Sua leitura exige cuidado porque o texto não é uma exposição neutra da fé cristã, mas uma formulação de confronto, defesa e delimitação doutrinária. Lutero trata temas centrais como Cristo, pecado, lei, evangelho, arrependimento, sacramentos, justificação, igreja e autoridade, frequentemente em tom direto e severo contra aquilo que ele entendia como abusos, desvios ou corrupções da igreja de seu tempo. Por isso, o texto deve ser avaliado com discernimento, distinguindo entre a denúncia reformadora, a formulação confessional luterana e o peso normativo da escritura.
Sua preservação nesta biblioteca se dá por alto valor histórico, teológico, documental e crítico, especialmente para compreender a consolidação da identidade luterana, os conflitos da Reforma e a organização doutrinária que marcou parte do protestantismo posterior. Recomenda-se leitura com discernimento, cautela e filtro rigoroso, distinguindo entre confissão reformadora, polemização contra Roma, ênfase teológica luterana e aquilo que deve ser tomado como fundamento normativo da escritura.
A SEGUNDA PARTE
Trata dos artigos referentes ao ofício e à obra de Jesus Cristo, ou à nossa redenção.

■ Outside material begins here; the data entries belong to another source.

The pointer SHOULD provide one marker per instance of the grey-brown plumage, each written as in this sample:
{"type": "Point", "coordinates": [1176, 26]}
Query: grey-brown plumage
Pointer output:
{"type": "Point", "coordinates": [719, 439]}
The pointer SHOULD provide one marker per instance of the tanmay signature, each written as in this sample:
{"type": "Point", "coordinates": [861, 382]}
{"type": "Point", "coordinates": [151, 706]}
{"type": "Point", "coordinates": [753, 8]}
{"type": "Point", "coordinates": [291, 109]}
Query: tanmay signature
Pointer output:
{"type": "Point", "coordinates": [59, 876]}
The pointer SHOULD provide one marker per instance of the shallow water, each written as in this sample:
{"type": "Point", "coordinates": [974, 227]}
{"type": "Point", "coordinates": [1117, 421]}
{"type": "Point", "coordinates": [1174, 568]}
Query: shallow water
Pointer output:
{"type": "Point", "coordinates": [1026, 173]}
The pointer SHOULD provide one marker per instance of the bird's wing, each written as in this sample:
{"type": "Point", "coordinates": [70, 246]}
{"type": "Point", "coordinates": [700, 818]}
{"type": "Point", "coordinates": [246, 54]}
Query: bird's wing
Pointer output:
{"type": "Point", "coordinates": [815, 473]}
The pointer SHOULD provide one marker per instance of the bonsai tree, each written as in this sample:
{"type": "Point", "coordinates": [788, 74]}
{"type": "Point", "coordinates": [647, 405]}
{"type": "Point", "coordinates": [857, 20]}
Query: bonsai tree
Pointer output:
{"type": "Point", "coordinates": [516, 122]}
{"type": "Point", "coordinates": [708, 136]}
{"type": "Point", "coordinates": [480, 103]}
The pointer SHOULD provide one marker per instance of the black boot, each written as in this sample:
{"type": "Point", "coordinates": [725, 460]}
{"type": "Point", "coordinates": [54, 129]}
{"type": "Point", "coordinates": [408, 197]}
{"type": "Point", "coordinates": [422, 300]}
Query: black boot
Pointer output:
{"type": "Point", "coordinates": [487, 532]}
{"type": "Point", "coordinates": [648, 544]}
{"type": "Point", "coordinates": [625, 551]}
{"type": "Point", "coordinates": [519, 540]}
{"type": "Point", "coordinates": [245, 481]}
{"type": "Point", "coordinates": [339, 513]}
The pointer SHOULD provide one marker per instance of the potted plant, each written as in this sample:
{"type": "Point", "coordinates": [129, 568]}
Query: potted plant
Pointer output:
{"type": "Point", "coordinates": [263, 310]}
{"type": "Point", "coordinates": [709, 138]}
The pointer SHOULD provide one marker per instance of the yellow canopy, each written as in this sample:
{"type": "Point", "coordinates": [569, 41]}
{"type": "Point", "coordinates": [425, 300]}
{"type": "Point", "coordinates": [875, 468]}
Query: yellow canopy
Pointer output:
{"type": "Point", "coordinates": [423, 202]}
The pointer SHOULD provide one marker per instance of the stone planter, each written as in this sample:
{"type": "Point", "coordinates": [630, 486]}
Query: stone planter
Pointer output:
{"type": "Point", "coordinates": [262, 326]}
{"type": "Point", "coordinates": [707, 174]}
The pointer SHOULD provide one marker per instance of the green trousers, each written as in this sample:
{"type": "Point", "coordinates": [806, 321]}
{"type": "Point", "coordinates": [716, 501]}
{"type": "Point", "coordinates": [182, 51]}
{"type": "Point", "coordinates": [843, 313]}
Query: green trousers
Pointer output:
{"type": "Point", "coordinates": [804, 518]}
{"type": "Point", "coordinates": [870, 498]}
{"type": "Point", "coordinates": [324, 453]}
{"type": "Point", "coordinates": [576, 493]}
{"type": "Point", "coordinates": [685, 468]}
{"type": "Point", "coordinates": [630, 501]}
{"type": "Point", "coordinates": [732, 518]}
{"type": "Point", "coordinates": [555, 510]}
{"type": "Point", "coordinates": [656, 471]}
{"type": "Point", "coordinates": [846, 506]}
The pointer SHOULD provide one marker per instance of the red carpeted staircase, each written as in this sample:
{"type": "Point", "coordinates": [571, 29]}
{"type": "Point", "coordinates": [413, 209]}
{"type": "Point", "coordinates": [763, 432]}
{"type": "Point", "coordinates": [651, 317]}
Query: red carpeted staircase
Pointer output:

O primeiro e principal artigo é o seguinte:
[1] Jesus Cristo, nosso Deus e Senhor, morreu por nossos pecados e ressuscitou para a nossa justificação, conforme Romanos 4:25.[2] Somente ele é o Cordeiro de Deus que tira o pecado do mundo, conforme João 1:29.[3] E Deus colocou sobre ele a iniquidade de todos nós, conforme Isaías 53:6.[4] Da mesma maneira: todos pecaram e são justificados sem mérito, gratuitamente e sem suas próprias obras ou merecimentos, por sua graça, mediante a redenção que está em Cristo Jesus e em seu sangue, conforme Romanos 3:23–25.[5] Visto que é necessário crer nisso, e que essa justificação não pode ser obtida nem recebida de nenhuma outra maneira, por obra, lei ou mérito, é claro e certo que somente essa fé nos justifica.[6] Assim afirma São Paulo em Romanos 3:28: “Concluímos, portanto, que o ser humano é justificado pela fé, independentemente das obras da Lei.”[7] Do mesmo modo, ele declara em Romanos 3:26: “Para que Deus seja justo e justificador daquele que crê em Jesus Cristo.”[8] Nada se pode ceder ou abandonar a respeito deste artigo, nem se pode admitir ou permitir coisa alguma que lhe seja contrária, ainda que o céu, a terra e tudo aquilo que não permanecerá viessem a desmoronar.[9] Pois Pedro afirma em Atos 4:12: “Não existe debaixo do céu nenhum outro nome dado entre os seres humanos pelo qual devamos ser salvos.”[10] E Isaías 53:5 declara: “Pelas suas feridas fomos curados.”[11] Desse artigo depende tudo aquilo que ensinamos e praticamos em oposição ao papa, ao diabo e ao mundo inteiro.[12] Portanto, devemos estar certos a respeito dessa doutrina e não duvidar dela, pois, de outra maneira, tudo estará perdido, e o papa, o diabo e todas as coisas obterão a vitória e vencerão sua causa contra nós.